Now let's get to something a bit more fun than Big-O and algorithm analysis from now on we'll be mentioning the amortized time next to any crucial algorithms or methods. Sorting is used for all sorts of things! As you may well know, computers can collect way more information than we can process in our life times, so if we can programmatically sort out what we want, we'll be able to find what we really want. Google's PageRank is essentially a huge sorting algorithm that helps us find cat pictures, among other things.

Simple sorts

Starting out with the most basic types of sorting methods, we have Selection and Insertion sorts. Two algorithms which I most often confuse because they're so similar! Selection sort essentially starts at the beginning and searches the rest of the list for the smallest number then "selects" it. After it finds what it's looking for it moves to the next number, essentially making a bubble of sorted numbers, cool right?

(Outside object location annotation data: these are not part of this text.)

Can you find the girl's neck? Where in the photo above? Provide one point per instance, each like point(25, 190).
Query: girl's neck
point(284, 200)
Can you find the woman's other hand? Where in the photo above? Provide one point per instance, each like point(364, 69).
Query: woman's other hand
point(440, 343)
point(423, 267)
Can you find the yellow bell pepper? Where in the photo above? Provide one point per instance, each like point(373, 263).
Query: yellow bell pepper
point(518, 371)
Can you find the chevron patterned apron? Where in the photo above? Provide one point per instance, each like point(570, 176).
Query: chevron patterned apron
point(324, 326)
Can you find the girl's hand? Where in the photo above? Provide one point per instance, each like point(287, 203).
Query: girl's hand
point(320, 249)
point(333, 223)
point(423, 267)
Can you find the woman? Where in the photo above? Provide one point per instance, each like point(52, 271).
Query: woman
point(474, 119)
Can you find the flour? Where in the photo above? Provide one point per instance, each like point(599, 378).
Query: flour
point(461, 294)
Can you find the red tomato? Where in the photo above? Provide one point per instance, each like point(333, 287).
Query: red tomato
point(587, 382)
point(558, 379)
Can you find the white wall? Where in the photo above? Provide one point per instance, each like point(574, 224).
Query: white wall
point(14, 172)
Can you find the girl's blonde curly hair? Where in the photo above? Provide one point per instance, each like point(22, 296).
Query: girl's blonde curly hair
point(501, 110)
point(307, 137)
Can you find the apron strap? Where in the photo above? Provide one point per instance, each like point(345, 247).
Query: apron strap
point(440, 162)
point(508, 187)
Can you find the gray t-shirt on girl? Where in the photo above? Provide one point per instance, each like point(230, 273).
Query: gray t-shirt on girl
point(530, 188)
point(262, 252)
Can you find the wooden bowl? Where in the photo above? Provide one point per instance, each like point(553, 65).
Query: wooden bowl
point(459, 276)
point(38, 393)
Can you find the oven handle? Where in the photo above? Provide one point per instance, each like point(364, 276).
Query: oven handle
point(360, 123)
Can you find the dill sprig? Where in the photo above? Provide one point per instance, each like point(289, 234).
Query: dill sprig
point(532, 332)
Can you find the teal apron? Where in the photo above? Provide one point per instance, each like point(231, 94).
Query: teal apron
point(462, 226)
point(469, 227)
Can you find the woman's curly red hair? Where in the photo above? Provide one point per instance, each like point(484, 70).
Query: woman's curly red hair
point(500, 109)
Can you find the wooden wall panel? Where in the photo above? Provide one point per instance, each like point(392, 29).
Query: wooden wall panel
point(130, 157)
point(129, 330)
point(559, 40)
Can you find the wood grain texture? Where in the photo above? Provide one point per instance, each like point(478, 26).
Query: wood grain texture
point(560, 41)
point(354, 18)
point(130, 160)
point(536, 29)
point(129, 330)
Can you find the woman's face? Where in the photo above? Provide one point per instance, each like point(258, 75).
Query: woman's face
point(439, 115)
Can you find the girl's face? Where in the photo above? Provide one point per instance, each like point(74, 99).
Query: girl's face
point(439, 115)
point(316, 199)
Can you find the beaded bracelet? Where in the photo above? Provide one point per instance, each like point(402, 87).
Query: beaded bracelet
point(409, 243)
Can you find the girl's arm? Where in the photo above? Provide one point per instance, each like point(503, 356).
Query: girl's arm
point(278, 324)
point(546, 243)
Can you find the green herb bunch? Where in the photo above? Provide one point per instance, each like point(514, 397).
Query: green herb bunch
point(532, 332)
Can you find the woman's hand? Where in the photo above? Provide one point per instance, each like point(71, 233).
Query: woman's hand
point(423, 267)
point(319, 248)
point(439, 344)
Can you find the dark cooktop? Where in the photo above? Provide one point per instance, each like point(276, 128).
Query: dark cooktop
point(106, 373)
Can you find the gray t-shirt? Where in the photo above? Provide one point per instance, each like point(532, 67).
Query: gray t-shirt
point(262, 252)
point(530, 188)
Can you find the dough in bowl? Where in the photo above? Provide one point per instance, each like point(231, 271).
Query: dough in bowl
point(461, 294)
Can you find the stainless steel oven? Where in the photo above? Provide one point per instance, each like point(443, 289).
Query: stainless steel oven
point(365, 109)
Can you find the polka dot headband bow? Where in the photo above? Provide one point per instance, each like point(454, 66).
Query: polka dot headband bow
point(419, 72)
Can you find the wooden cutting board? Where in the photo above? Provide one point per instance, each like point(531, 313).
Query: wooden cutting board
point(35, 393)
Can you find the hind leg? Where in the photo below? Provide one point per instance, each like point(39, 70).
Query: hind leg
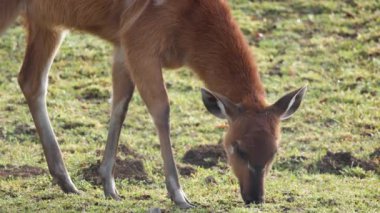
point(123, 88)
point(33, 80)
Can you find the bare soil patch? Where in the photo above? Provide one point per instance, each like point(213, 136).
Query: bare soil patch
point(334, 163)
point(25, 171)
point(132, 169)
point(206, 156)
point(186, 170)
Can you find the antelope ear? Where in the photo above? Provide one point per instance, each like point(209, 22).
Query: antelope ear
point(286, 106)
point(220, 106)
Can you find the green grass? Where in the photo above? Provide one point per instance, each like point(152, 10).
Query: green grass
point(333, 46)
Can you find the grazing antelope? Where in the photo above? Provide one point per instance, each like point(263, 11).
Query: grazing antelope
point(149, 35)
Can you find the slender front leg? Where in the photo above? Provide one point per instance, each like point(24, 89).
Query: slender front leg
point(123, 88)
point(149, 81)
point(33, 79)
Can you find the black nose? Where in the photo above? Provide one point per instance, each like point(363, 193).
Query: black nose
point(255, 200)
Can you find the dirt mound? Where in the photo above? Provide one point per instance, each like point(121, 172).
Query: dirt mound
point(375, 156)
point(131, 169)
point(205, 156)
point(123, 150)
point(186, 170)
point(293, 163)
point(334, 163)
point(24, 171)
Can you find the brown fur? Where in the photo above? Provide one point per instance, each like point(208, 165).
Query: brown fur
point(200, 34)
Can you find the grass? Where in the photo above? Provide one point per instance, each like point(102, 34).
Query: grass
point(333, 46)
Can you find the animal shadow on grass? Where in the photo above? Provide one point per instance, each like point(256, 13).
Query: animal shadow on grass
point(25, 171)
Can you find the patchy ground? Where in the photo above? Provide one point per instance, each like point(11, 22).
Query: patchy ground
point(124, 169)
point(206, 156)
point(334, 163)
point(326, 159)
point(25, 171)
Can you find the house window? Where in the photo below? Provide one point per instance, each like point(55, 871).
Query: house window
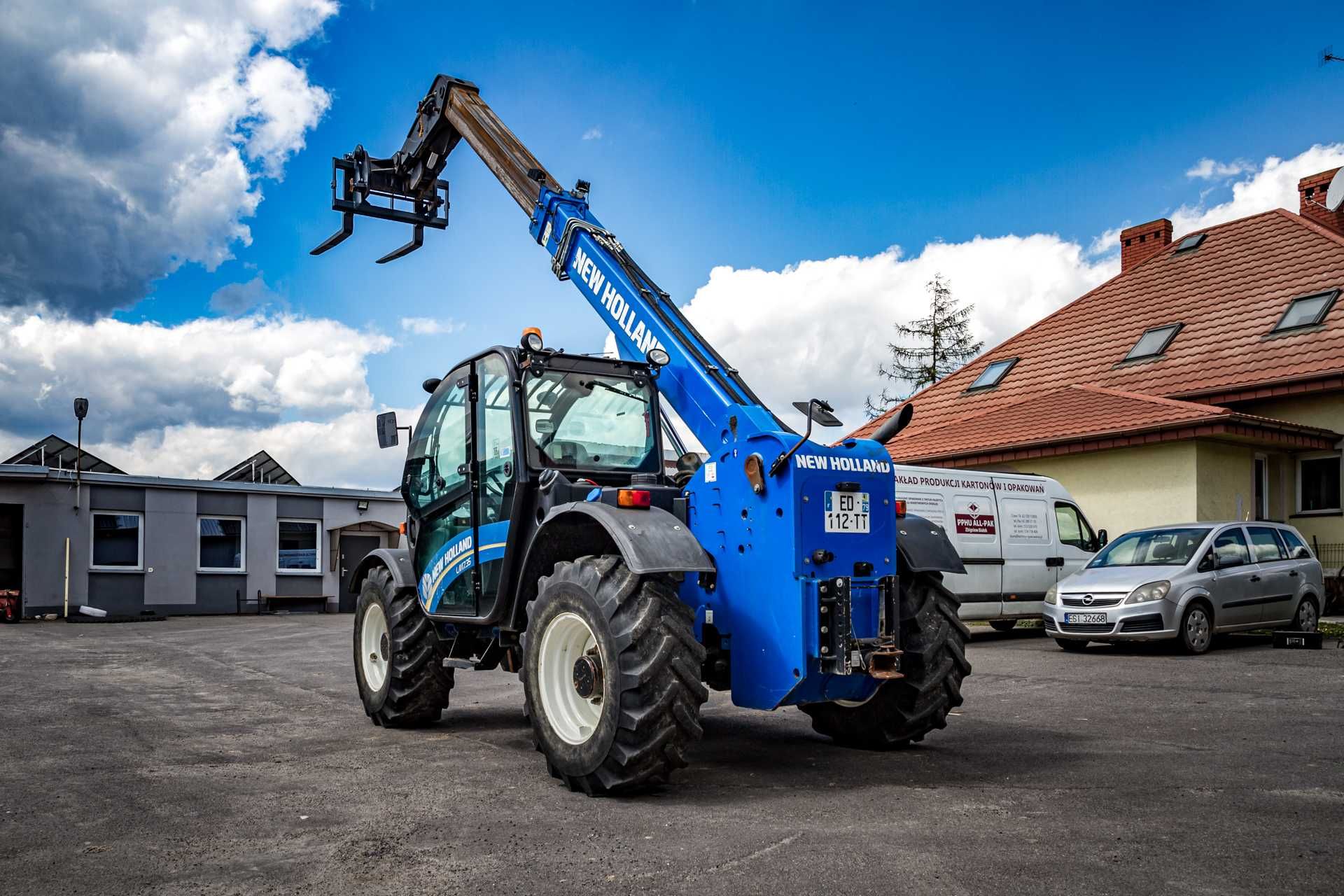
point(118, 542)
point(299, 548)
point(993, 374)
point(1190, 244)
point(1307, 311)
point(220, 545)
point(1319, 484)
point(1154, 342)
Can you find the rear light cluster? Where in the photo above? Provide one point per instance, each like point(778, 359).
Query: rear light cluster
point(635, 498)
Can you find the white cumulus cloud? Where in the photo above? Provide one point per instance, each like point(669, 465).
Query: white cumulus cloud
point(1272, 184)
point(430, 326)
point(136, 134)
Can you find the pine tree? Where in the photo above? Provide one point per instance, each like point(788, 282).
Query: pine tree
point(929, 348)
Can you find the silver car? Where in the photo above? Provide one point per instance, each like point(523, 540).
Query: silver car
point(1189, 582)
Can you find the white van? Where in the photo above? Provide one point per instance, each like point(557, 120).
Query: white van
point(1016, 535)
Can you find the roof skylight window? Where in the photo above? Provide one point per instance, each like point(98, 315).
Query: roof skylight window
point(1191, 242)
point(1154, 342)
point(993, 374)
point(1307, 311)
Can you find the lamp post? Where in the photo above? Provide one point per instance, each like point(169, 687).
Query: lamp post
point(81, 412)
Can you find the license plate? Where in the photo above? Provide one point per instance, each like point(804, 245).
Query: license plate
point(847, 511)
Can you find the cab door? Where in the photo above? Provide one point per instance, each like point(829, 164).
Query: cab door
point(496, 473)
point(437, 484)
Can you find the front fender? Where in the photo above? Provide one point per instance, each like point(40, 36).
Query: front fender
point(398, 562)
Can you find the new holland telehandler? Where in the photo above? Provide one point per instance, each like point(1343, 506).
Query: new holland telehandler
point(547, 535)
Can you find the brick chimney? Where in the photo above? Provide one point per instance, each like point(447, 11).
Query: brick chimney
point(1142, 242)
point(1310, 194)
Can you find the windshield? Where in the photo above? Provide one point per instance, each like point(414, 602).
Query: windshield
point(1151, 548)
point(587, 421)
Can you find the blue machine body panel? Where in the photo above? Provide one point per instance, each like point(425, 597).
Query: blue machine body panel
point(764, 596)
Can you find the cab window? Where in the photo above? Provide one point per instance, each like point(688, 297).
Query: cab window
point(1073, 528)
point(1265, 545)
point(590, 422)
point(1230, 548)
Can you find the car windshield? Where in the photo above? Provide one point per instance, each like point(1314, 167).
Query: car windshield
point(588, 421)
point(1151, 548)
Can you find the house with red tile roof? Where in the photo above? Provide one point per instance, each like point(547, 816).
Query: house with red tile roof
point(1203, 382)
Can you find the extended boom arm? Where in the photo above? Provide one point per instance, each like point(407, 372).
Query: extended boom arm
point(710, 397)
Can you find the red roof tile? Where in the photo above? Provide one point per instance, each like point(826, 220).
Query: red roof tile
point(1228, 295)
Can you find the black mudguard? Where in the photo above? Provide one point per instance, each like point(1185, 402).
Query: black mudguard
point(398, 562)
point(650, 540)
point(925, 547)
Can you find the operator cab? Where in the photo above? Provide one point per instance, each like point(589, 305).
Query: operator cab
point(505, 437)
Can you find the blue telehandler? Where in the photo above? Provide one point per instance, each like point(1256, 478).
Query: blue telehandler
point(547, 533)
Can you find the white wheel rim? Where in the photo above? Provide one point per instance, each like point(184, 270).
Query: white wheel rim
point(374, 648)
point(573, 718)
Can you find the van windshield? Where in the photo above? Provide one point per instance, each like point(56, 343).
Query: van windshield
point(1151, 548)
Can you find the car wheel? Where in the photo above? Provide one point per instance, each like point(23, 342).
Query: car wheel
point(1306, 618)
point(1196, 629)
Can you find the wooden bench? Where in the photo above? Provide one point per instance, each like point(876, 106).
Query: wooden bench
point(265, 601)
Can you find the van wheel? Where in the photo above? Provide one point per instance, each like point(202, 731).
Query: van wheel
point(1196, 629)
point(1306, 618)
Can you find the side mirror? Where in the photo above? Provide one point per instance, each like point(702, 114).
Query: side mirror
point(387, 429)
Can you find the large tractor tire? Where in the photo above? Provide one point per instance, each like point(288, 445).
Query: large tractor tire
point(612, 676)
point(902, 711)
point(398, 659)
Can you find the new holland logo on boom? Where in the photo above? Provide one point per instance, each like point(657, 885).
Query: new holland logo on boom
point(585, 272)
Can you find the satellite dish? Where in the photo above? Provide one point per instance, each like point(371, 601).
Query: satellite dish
point(1335, 195)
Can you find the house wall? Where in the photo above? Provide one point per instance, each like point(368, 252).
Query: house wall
point(1129, 488)
point(169, 580)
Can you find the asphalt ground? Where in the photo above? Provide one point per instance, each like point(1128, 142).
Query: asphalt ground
point(232, 755)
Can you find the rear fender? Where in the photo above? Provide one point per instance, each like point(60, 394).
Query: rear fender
point(650, 542)
point(925, 547)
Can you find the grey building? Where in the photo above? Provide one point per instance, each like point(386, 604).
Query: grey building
point(141, 543)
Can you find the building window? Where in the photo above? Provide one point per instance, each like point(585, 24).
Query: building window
point(993, 374)
point(1307, 311)
point(1319, 484)
point(220, 545)
point(1190, 244)
point(299, 548)
point(1154, 342)
point(118, 542)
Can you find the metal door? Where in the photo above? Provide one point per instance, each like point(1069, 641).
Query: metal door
point(353, 550)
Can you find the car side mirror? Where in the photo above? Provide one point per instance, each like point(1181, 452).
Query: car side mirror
point(387, 429)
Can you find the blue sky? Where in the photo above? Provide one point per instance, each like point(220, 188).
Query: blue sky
point(762, 134)
point(752, 136)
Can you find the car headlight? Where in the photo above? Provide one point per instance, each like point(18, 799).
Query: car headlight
point(1149, 593)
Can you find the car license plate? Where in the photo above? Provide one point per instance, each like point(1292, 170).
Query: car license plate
point(847, 512)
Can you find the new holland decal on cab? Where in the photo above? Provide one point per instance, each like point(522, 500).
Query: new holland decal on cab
point(456, 558)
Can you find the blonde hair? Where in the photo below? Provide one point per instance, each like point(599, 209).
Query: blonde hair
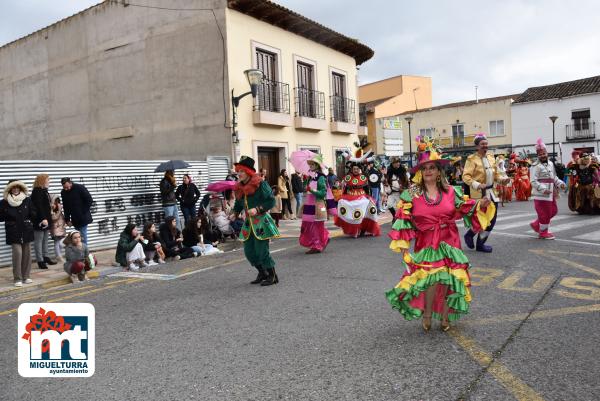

Insertion sort works in a similar way, in that it saves its place in the array. However, insertion sort swaps the current item down the list until it the current item is bigger than the item to its left.

Recursive sorts using Divide and Conquer

Unfortunately these simple sorts, while being easy to conceptualize, have a generally terrible average O() time of O(n^2). Let's try tackling a more complex method, such as Mergesort! It takes advantage of a helper function called Merge which, given two already sorted lists of items, sorts them into a larger list of sorted items. Using recursion with this Merge function creates Mergesort. It's running time complexity is O(n log(n)), which isn't the best but it is a guaranteed running time!

If you're familiar with a Binary search, which uses a divide and conquer algorithm. Quicksort will be a breeze! With an average run time of O(n log(n)) it's a pretty good one. Essentially, Quicksort picks a central value (determined various ways) to pivot values around. This pivot function is similar to Merge, except it separates all values less than the pivot into the "left" list and all greater than into a "right" list. Done recursively, Quicksort pivots the entire list then pivots sublists by halving the original list.

That's pretty much it for sorting. We'll cover heapsort after trees have been covered! Protip: sorting is a traditionally difficult thing for students to wrap their head around (I know it was for me). In order to become proficient, don't just write out the algorithms, work them out on a white board and see how they move data around.